Ich habe überhaupt nichts gegen die Röstergilde, Zusammenschlüsse von Kaffeeröstern sind eine gute Sache. Gerade um der Großindustrie etwas entgegenzusetzen.

Die selbst auferlegten Ziele sind

  • Qualität
  • Gesundheitsbewusstsein

  • Fairness und Nachhaltigkeit
  • Transparenz

Transparenz ist insofern erreicht, als dass ich diese Zahlen, als es mich interessiert hat (zumindest für 2015) gefunden habe – das ist sehr gut.

Die Bezeichnung als „Verkostungs-Wettbewerb“ im Zusammenhang mit der Gold, Silber und Bronze Nomenklatur finde ich hingegen irreführend.

Sicher wäre eine Bezeichnung wie Exzellent, Sehr gut und Gut passender, weil diese keine Hierarchie der Ergebnis suggerieren würde.

Bin ich kleinlich? Was sagt ihr dazu?

5 Kommentare

    Hello,
    Sorry to answer in english but to difficultnin german.

    Sometine, Experience speaks more than theory. My friend name it learning by burning. LBB.

    I have been in to Coffee roster and bought Several coffee there and one of Them is having a gold medal. Espresso. Reason why I wanted to understand the pont behind the gold medal.

    To make it short, even with milk, it is not good. Over roasted, poor aroma, very acide, not the good Acide one that comes with aroma.

    Many coffee in supermarket are better than this.

    So, definitely, these medals means nothing.

    In the story, I have learned that I should trust my nose by burning 30€!

    Antworten
    Arne

    Hello Vincent,

    thanks for your comment. No problem :). Well that’s true. If a coffee’s not good then a medal will not make it better ;). Greetings Team Coffeeness

    Antworten

    Hi Arne

    Erst einmal hallo und herzliches Kompliment zu Deinen Recherchen.
    Ich bin der Meinung das es den handwerklichen Kaffeeröstern nur guttun kann sich zu Organisieren, allerdings ist die Medaillenvergabe im Sinne eines Wettbewerbs bei der Röstgilde wirklich verfehlt.

    Ein bisschen peinlich für die, die sich damit wissentlich schmücken.
    Ob die Goldmedaille der Röstgilde auf die Dauer als Marketingwerkzeug funktioniert wird sich gegebenenfalls zeigen. Jedenfalls spricht es nicht für die „Gilde“, wenn alle teilnehmenden Mitglieder auch gleichzeitig Medaillenträger sind.

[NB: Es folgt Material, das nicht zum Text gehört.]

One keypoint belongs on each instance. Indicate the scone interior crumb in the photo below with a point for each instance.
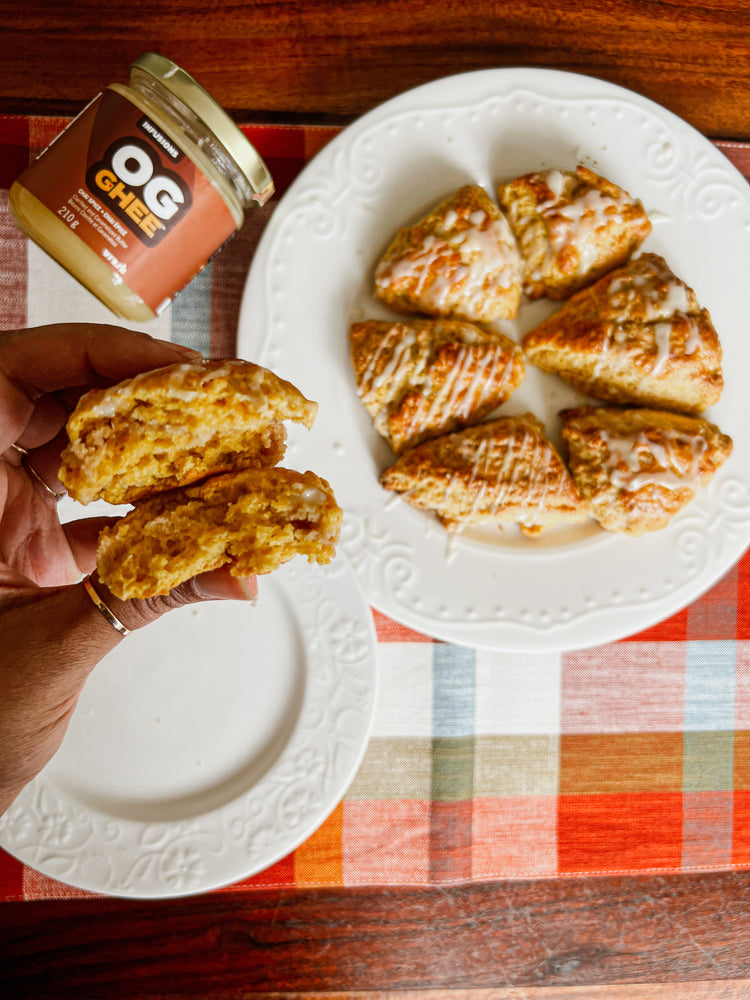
(253, 520)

    Ich bin ebenfalls der Meinung, dass dies auch ihr Zertifikationssiegel in Frage stellt. Vielleicht ist das auch einmal Thema deines Blogs.

    Jedenfalls schön, das dies mal jemand veröffentlicht hat.

    Gruß
    Tim

    Antworten

    Hallo Arne,

    vielen Dank für diesen informativen Artikel.

    Ich habe bislang noch nicht so genau drauf geachtet, ob die Rösterei in der Gilde organisiert ist oder nicht, von der ich den Kaffee beziehe. Die Standards finde ich aber gut.

    Am Ende entscheidet für mich aber der Geschmack und die Qualität und nicht, ob ein Siegel drauf ist oder nicht.

    Viele Grüße,
    Meike

    Antworten

    Tja,“ Schutz und Förderung eigener Interessen“, so steht es geschrieben. Wenn ich als Gildemitglied keine Medaille bekomme ist das nicht förderlich und dann habe ich kein Interesse mehr an der Gilde. Also lieber ein bisschen Medaillenregen und alle bleiben dabei.
    Vom Gefühl bedeutet das Wort Gilde für mich immer Tradition, Handwerk, Weitergabe von Wissen, Förderung und Entwicklung. Das gegebene Wort auf Geheimhaltung hatte Wert. All das klingt schön und erstrebenswert. Ich finde man sollte das nicht verwässern nur um sich Gilde nennen zu können. Auch wenn es sehr deutsch oder männlich ist. Ich mag die Werte.